Facebook, Inc. (NASDAQ: FB) went public with its initial public offering (IPO) on May 18, 2012. With a peak market capitalization of over $104 billion, the social networking company had one of the largest and most anticipated IPOs in history.
Facebook's IPO Failed to Meet Expectations
With all of the hype surrounding the social media giant's IPO, expectations were sky-high. Almost immediately, it became apparent the results were going to be lower than expected. The stock fell right at opening, and share prices plummeted more than 40% over the next several months, with losses totaling $50 billion by August 2012.
Much of the lack of confidence in the stock came from within, as 57% of the shares sold in the IPO were from Facebook insiders. Another factor in the stock's falling price was the decision by General Motors to pull $10 million in advertising from Facebook due to ineffectiveness.
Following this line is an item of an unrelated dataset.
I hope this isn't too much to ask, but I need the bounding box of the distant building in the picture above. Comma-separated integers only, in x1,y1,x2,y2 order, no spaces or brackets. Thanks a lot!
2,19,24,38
NASDAQ Glitch Costs Investors
Facebook's initial IPO price was raised just before going public to between $35 and $38, citing heavy demand. However, a glitch in NASDAQ’s electronic trading system delayed some investors from selling the stock on its first day of trading when the stock price fell. Investors stuck with huge losses sued, and NASDAQ eventually paid a $10 million fine over the botched IPO debacle.
Facebook’s Eventual Rise
In 2015, Facebook's heavy focus on its mobile platform helped the company's stock rise 30%. The social networking company joins Apple, Alphabet and Microsoft as the only other tech giants with a $300 billion market capitalization.